Ein fragender Blick wanderte in Yoongis Züge, welche sich jedoch keine Sekunde später wieder härteten und zeitgleich riss er sich aus Jungkooks Griff los. "Was denn 'bitte nicht'? Man Kooks, er hat dir verdammt nochmal weh getan und ich kann das nicht zulassen!", spuckte er seinem Freund grimmig entgegen. Doch Jungkook schaute ihn nur aus traurigen Augen an und sackte ein kleines bisschen in sich zusammen. "Bitte, Yoongi. Tu ihm nichts...", wisperte Jungkook und ließ seinen Kopf heruntersinken. "Aber warum? Ich versteh dich nicht, Jungkook. Ich versteh dich echt nicht", Yoongi schüttelte seinen Kopf und kam bis auf wenige Zentimeter auf ihn zu "er hat es verdient ein blaues Auge verpasst zu bekommen."

"Nein, bitte", jammerte der Schüler "ich könnte das nicht mitansehen." "Du könntest- Bitte was!?", Entsetzen stand in Yoongis Blick "und deshalb darf er einfach mit dir machen, was er will und ungeschoren davon kommen?" Es herrschte Stille. Niemand der beiden sagte etwas und sie starrten sich beide nur stumm in ihre Augen. Doch das genügte Yoongi schon. Jungkook musste gar nichts sagen, damit er verstand. Wütend brach er den Blickkontakt ab und drehte sich mit einem zynischen Schnauben von seinem besten Freund weg.
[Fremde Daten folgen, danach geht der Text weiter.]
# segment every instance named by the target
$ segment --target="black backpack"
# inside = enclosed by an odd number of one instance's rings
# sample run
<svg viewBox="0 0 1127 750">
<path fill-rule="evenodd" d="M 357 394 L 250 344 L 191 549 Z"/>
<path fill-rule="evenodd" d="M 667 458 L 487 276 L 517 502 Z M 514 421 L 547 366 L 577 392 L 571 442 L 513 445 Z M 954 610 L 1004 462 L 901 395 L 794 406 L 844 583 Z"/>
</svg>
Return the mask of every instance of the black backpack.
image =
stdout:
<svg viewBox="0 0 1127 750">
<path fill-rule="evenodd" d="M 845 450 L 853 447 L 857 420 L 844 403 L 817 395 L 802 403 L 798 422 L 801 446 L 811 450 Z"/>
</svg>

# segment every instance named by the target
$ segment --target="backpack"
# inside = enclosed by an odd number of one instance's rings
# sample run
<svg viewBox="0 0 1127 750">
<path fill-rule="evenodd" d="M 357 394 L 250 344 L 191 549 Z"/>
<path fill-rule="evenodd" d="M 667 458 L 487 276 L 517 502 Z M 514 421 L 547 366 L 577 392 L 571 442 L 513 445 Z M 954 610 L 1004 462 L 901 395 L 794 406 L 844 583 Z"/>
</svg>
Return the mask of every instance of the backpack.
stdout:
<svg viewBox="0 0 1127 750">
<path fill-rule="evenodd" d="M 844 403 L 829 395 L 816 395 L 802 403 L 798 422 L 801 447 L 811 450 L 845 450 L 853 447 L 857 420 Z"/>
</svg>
Dann lief er den Flur herauf in Richtung ihres Klassenzimmers, konnte es jedoch nicht unterdrücken, dem selbstgefällig an den Spinden lehnenden Taehyung, einen dieser Blicke zuzuwerfen, von denen man lieber nicht wollte, dass sie töten könnten.
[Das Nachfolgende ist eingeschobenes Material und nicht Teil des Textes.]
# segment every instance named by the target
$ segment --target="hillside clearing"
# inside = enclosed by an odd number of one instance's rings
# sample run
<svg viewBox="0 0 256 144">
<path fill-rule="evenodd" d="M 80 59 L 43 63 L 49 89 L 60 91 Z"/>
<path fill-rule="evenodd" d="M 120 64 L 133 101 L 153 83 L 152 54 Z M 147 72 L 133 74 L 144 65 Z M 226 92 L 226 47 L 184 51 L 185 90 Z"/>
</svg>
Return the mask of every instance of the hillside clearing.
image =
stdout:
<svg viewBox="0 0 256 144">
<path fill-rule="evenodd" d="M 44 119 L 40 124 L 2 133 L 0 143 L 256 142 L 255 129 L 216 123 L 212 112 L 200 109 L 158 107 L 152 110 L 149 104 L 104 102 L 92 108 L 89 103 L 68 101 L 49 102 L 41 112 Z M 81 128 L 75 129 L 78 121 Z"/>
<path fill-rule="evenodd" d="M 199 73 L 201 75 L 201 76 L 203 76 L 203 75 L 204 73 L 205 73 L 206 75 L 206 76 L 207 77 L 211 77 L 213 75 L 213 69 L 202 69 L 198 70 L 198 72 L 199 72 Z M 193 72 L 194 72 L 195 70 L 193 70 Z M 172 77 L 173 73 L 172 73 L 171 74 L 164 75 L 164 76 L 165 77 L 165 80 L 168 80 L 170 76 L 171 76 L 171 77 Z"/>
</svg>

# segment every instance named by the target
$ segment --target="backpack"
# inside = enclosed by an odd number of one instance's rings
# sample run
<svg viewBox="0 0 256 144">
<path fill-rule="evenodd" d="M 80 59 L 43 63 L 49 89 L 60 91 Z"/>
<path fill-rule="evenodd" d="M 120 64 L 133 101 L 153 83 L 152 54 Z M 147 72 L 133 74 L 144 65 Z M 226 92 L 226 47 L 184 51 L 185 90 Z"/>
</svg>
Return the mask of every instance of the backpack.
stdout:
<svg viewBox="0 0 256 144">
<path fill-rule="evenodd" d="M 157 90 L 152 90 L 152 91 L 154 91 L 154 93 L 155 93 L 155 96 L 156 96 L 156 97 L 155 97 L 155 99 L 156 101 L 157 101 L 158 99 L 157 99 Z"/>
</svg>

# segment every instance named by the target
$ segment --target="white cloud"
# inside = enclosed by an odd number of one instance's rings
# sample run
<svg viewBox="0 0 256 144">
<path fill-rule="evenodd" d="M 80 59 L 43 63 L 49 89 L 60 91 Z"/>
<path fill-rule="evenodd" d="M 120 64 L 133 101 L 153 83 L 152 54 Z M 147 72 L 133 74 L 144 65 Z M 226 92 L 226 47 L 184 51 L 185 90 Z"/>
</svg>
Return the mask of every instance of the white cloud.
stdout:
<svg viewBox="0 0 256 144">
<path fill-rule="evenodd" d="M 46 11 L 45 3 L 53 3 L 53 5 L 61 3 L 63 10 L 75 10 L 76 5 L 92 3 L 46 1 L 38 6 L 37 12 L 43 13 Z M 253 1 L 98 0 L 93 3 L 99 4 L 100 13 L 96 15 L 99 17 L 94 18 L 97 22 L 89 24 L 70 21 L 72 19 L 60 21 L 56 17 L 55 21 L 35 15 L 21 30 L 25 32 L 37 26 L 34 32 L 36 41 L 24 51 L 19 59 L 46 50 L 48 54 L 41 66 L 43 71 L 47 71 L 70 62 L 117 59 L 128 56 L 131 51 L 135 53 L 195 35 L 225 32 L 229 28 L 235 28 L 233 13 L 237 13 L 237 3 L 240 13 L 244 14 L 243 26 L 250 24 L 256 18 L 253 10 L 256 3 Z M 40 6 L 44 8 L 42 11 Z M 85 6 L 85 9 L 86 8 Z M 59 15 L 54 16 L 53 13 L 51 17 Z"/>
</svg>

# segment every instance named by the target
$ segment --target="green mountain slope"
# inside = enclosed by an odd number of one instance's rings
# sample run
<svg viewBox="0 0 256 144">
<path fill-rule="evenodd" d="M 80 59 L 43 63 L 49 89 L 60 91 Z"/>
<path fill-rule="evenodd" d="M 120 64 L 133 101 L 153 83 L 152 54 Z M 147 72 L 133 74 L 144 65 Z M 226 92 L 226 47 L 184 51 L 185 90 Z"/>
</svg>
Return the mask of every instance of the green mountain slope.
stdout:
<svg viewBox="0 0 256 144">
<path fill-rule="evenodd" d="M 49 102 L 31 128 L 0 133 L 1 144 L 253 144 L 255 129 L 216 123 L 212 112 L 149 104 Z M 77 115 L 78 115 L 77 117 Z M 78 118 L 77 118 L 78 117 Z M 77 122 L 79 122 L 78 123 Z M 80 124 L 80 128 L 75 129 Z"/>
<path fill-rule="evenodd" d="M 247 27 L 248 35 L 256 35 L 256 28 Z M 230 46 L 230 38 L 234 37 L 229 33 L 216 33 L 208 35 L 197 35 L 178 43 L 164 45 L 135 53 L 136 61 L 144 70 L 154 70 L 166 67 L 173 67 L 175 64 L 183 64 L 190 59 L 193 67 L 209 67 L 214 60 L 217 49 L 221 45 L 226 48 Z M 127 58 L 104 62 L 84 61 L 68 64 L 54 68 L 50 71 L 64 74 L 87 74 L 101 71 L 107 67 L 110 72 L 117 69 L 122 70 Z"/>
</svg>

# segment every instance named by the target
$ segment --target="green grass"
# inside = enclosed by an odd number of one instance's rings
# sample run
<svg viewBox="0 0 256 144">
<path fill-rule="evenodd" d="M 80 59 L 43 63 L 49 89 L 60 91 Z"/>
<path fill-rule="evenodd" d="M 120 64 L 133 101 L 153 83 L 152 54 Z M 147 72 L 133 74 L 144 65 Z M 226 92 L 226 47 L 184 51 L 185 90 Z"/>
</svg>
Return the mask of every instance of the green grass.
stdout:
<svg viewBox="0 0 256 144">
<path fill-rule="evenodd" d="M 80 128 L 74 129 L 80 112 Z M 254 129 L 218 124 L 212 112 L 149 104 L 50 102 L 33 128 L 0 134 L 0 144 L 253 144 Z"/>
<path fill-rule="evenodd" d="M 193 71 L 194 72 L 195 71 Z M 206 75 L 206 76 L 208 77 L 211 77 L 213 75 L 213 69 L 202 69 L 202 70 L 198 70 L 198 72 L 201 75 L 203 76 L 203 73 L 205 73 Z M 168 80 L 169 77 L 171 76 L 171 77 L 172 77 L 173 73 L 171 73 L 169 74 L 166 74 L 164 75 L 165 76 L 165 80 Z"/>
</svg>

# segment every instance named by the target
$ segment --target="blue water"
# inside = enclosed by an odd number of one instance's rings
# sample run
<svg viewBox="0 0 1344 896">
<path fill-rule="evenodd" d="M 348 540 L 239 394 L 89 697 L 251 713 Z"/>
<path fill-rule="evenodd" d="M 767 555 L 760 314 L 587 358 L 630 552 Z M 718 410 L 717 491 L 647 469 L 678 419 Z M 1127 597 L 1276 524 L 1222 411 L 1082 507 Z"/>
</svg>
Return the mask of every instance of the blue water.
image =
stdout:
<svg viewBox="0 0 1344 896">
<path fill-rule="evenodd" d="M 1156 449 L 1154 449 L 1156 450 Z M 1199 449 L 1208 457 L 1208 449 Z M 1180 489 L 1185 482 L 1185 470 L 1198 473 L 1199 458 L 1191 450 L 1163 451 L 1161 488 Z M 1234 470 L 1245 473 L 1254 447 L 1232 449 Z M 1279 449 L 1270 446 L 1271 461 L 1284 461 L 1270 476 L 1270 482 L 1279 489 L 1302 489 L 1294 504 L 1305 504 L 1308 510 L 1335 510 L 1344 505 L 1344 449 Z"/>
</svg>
Jungkook schluckte einmal schwer. Der Kloß in seinem Hals war um einiges größer geworden und als er seine Augen erneut auf die gegenüberliegende Seite schwenken ließ, wurde er ein weiteres Mal von einem eisigen Schauer gepackt. Taehyung fixierte ihn immer noch mit seinen braunen Augen und mittlerweile war ein schelmisches Grinsen auf seine rosigen Lippen gewandert.
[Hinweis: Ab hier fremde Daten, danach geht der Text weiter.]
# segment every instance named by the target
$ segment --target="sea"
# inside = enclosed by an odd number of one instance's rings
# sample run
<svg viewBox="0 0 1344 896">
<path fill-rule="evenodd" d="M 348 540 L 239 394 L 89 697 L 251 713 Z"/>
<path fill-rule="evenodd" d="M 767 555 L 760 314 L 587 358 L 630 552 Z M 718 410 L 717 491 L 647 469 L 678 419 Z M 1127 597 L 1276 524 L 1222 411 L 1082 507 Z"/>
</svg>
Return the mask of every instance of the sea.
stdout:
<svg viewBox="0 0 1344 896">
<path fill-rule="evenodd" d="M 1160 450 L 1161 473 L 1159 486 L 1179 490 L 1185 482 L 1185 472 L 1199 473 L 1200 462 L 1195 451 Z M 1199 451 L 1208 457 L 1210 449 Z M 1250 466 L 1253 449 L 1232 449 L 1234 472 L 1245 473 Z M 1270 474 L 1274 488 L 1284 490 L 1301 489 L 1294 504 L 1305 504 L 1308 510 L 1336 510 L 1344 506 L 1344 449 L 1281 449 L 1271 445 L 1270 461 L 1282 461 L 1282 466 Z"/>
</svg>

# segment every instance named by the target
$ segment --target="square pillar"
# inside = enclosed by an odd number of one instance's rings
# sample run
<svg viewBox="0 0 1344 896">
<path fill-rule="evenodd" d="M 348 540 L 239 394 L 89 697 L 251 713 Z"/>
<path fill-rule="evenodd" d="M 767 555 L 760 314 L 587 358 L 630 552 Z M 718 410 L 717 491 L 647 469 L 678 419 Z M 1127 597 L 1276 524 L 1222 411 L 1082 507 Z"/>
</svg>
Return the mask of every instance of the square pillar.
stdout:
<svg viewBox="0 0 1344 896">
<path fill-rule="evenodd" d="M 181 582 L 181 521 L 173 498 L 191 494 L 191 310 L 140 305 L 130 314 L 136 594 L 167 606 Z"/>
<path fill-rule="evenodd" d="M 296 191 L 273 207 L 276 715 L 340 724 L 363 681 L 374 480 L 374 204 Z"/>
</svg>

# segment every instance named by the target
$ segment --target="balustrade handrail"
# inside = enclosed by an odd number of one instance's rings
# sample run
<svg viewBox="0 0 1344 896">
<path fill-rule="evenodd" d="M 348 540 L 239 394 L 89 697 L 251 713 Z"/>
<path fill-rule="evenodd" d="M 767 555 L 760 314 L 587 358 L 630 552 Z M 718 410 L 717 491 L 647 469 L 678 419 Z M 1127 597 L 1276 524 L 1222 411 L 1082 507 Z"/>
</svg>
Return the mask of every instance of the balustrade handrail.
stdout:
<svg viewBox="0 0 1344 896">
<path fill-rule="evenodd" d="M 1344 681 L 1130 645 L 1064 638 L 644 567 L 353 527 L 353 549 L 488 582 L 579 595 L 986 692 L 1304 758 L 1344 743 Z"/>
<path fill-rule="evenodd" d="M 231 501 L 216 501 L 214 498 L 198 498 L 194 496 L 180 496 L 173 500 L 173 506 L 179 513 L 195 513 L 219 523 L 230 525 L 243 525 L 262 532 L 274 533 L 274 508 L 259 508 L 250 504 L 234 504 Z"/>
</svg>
Jungkook wusste ja selbst nicht, warum er den Jungen dort vor sich so in Schutz nahm. Er hätte wahrscheinlich wirklich jede Art von Schmerzen verdient gehabt, aber er konnte nunmal nichts dagegen machen. Er liebte Taehyung. Niemals würde er es übers Herz bringen ihm irgendeinen Schaden zuzufügen. Vielleicht war das naiv oder gar verrückt, aber er hoffte einfach, dass er so einem weiteren Konflikt aus dem Weg gehen könnte. Wahrscheinlich wäre es das Beste, denn so würden sie sich nicht weiter gegenseitig aufstacheln und es würde zu keinen weiteren Missverständnissen kommen. Außerdem trüge es bestimmt dazu bei, dass Taehyung ihn schnell vergessen würde und ihre ganzen komischen Aufeinandertreffen schleunigst Schnee von gestern werden würden.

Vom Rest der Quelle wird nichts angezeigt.